Divergence theorem

1. Dec 8, 2007

tdusffx

S$$\int\int$$
F*Nds
F(x,y,z) = (xy^2 + cosz)i + (x^2*y + sinz)j + e^(z)*k

s: z = 1/2$$\sqrt{x^2 + y^2}$$ , z = 8

divF = y^2 + x^2 +e^z

Q$$\int\int\int$$ (y^2 + x^2 + e^k)dV

This is as far as I got, I have no idea how to do the limits for this triple integral

thanks in advance guys.
1. The problem statement, all variables and given/known data

2. Relevant equations

3. The attempt at a solution

2. Dec 9, 2007

Defennder

You can see that the closed surface concerned is an ice-cream cone with its tip centered at the origin and capped by the plane z=8. With this in mind, note that it would be easiest to evaluate the triple integral in either cylindrical or spherical coordinates. Cylindrical coordinates is simpler, in my opinion. Set up the integral and integrate in the order drdθdz.

Try to express r in terms of z.

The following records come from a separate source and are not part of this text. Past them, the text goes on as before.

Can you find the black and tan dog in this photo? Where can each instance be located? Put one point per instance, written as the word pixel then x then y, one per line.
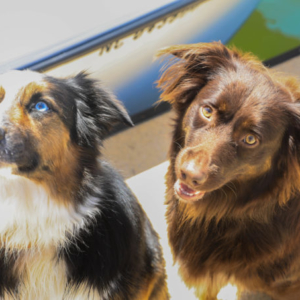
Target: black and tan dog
pixel 233 185
pixel 69 226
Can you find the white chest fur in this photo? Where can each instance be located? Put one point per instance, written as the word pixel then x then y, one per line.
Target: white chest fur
pixel 29 217
pixel 33 225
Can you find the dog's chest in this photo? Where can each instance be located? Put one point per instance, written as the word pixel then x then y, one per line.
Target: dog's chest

You already have the equation for a cone. And since x^2 + y^2 = r^2 = 4z^2, you can do so easily. Bearing that in mind, imagine a ray from the origin passing through the cone, it has minimum value 0 and maximum value where it leaves the cone at z=8, so your limits for r should be 0 and 2z. Limits for θ should be 0 to 2pi. And finally you are given the limits for z in the question, right? It should be 0 and 8.